Single by Maître Gims

from the album Subliminal
- Released: 15 March 2013
- Recorded: 2012
- Label: Wati B; Jive;
- Songwriters: Renaud Rebillaud; Meti Fantomm; Maître Gims;

Music video
- "J'me tire" on YouTube

= J'me tire =

"J'me tire" (/fr/, English: I'm leaving) is the debut solo single by Congolese rapper and singer Maître Gims, a former member of the band Sexion d'Assaut. It was released on 15 March 2013 as the first single from his debut album Subliminal.

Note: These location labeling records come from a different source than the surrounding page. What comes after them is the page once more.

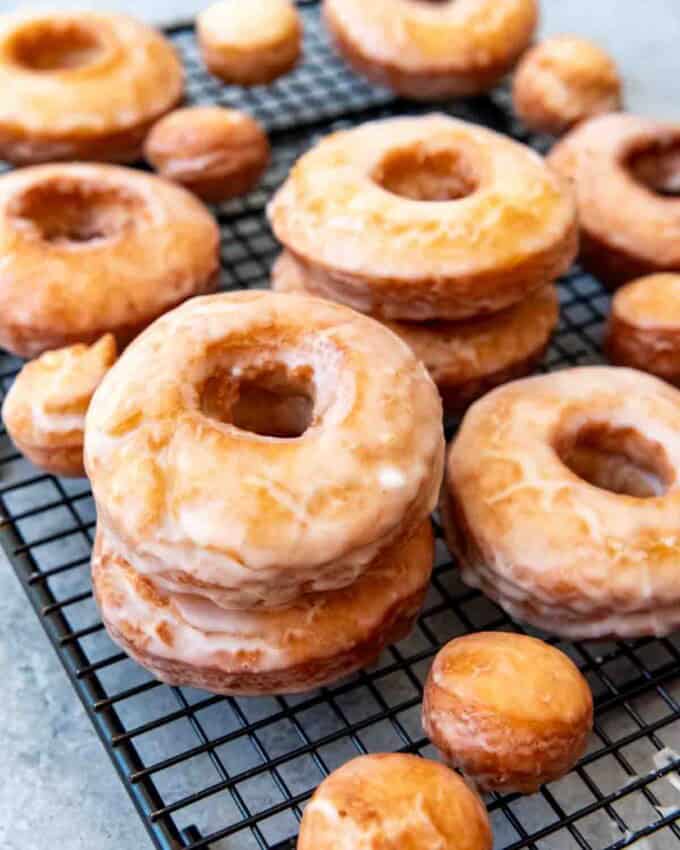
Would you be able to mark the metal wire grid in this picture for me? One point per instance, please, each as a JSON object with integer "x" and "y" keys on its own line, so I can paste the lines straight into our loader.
{"x": 205, "y": 771}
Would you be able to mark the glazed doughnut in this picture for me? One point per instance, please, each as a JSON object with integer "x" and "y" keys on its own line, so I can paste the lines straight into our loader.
{"x": 644, "y": 326}
{"x": 44, "y": 410}
{"x": 625, "y": 170}
{"x": 510, "y": 711}
{"x": 564, "y": 80}
{"x": 562, "y": 502}
{"x": 204, "y": 487}
{"x": 216, "y": 153}
{"x": 425, "y": 218}
{"x": 432, "y": 51}
{"x": 91, "y": 249}
{"x": 250, "y": 43}
{"x": 187, "y": 640}
{"x": 465, "y": 359}
{"x": 393, "y": 800}
{"x": 82, "y": 85}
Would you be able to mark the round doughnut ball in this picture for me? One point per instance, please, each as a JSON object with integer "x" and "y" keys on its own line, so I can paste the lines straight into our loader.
{"x": 421, "y": 218}
{"x": 564, "y": 80}
{"x": 428, "y": 50}
{"x": 626, "y": 172}
{"x": 562, "y": 501}
{"x": 644, "y": 326}
{"x": 394, "y": 800}
{"x": 250, "y": 447}
{"x": 250, "y": 43}
{"x": 91, "y": 249}
{"x": 44, "y": 410}
{"x": 465, "y": 359}
{"x": 82, "y": 85}
{"x": 508, "y": 710}
{"x": 316, "y": 640}
{"x": 216, "y": 153}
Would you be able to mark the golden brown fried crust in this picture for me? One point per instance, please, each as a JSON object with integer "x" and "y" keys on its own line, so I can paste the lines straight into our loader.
{"x": 44, "y": 410}
{"x": 323, "y": 637}
{"x": 564, "y": 80}
{"x": 510, "y": 711}
{"x": 620, "y": 165}
{"x": 369, "y": 37}
{"x": 116, "y": 248}
{"x": 96, "y": 105}
{"x": 643, "y": 331}
{"x": 555, "y": 465}
{"x": 465, "y": 359}
{"x": 214, "y": 152}
{"x": 384, "y": 801}
{"x": 386, "y": 248}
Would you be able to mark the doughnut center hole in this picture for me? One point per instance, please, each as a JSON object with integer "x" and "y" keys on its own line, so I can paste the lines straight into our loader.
{"x": 420, "y": 173}
{"x": 620, "y": 460}
{"x": 76, "y": 212}
{"x": 271, "y": 401}
{"x": 657, "y": 167}
{"x": 56, "y": 46}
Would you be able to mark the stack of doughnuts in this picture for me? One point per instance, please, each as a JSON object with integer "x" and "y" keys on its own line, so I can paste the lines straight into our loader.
{"x": 263, "y": 467}
{"x": 449, "y": 232}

The single was successful, becoming Maître Gims' first number 1 on the French SNEP Singles Chart. It also topped the Belgian Wallonia chart, charted in Belgium's Flanders Chart, in the Netherlands, and in Switzerland.

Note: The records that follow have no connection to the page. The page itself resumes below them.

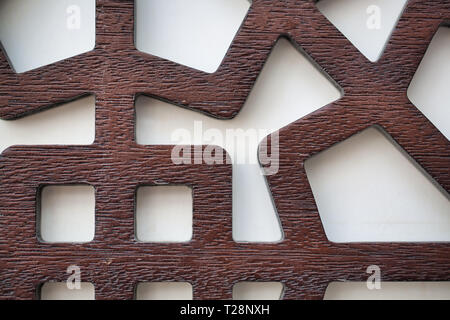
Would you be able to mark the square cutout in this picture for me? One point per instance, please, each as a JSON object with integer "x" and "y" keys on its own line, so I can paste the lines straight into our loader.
{"x": 164, "y": 291}
{"x": 66, "y": 213}
{"x": 60, "y": 291}
{"x": 164, "y": 214}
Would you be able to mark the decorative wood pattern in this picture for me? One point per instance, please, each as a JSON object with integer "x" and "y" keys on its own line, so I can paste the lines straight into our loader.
{"x": 305, "y": 261}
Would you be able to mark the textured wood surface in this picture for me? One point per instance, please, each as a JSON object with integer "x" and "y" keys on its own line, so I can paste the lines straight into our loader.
{"x": 305, "y": 261}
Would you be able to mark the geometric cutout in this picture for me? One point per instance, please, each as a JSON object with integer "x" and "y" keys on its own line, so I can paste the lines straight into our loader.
{"x": 258, "y": 291}
{"x": 72, "y": 123}
{"x": 164, "y": 291}
{"x": 288, "y": 88}
{"x": 192, "y": 33}
{"x": 367, "y": 24}
{"x": 429, "y": 88}
{"x": 60, "y": 291}
{"x": 394, "y": 290}
{"x": 164, "y": 214}
{"x": 66, "y": 214}
{"x": 37, "y": 33}
{"x": 368, "y": 189}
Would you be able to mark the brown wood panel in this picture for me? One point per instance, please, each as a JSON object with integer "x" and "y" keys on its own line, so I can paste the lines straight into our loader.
{"x": 305, "y": 261}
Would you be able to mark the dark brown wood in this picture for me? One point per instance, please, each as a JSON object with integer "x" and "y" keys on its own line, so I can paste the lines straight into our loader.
{"x": 305, "y": 261}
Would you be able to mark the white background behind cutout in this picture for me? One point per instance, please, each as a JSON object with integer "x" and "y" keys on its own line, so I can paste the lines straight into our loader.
{"x": 33, "y": 56}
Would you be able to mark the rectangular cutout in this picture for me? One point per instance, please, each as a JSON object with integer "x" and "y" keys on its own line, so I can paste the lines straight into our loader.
{"x": 429, "y": 88}
{"x": 195, "y": 33}
{"x": 164, "y": 291}
{"x": 71, "y": 123}
{"x": 164, "y": 214}
{"x": 368, "y": 189}
{"x": 258, "y": 291}
{"x": 60, "y": 291}
{"x": 389, "y": 291}
{"x": 66, "y": 214}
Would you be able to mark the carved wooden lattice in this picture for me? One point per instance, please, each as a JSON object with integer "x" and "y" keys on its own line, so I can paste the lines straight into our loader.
{"x": 305, "y": 261}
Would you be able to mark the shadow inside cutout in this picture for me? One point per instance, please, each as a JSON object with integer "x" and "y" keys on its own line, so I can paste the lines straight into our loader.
{"x": 367, "y": 24}
{"x": 60, "y": 291}
{"x": 164, "y": 291}
{"x": 164, "y": 214}
{"x": 71, "y": 123}
{"x": 428, "y": 90}
{"x": 288, "y": 88}
{"x": 368, "y": 189}
{"x": 196, "y": 33}
{"x": 258, "y": 291}
{"x": 389, "y": 291}
{"x": 38, "y": 33}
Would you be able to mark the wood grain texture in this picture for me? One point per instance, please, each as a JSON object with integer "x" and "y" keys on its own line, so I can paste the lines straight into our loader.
{"x": 305, "y": 261}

The music video was directed by Adam Nael and filmed in various desert and snowy mountainous settings. The mountain scenes were shot at Haute-Savoie.

==Charts==

===Weekly charts===

Weekly chart performance for "J'me tire"
| Chart (2013) | Peak position |
|---|---|
| Belgium (Ultratop 50 Flanders) | 4 |
| Belgium (Ultratop 50 Wallonia) | 1 |
| France (SNEP) | 1 |
| Netherlands (Dutch Top 40) | 7 |
| Netherlands (Single Top 100) | 5 |
| Switzerland (Schweizer Hitparade) | 17 |

===Year-end charts===

Year-end chart performance for "J'me tire"
| Chart (2013) | Position |
|---|---|
| Belgium (Ultratop Flanders) | 18 |
| Belgium (Ultratop Wallonia) | 10 |
| France (SNEP) | 9 |
| Netherlands (Single Top 100) | 36 |
| Switzerland (Schweizer Hitparade) | 62 |

== Certifications ==

Certifications for "J'me tire"
| Region | Certification | Certified units/sales |
| Belgium (BRMA) | Platinum | 30,000^{*} |
| France (SNEP) | Platinum | 150,000^{*} |
| Switzerland (IFPI Switzerland) | Gold | 15,000^{^} |
^{*} Sales figures based on certification alone. ^{^} Shipments figures based on certification alone.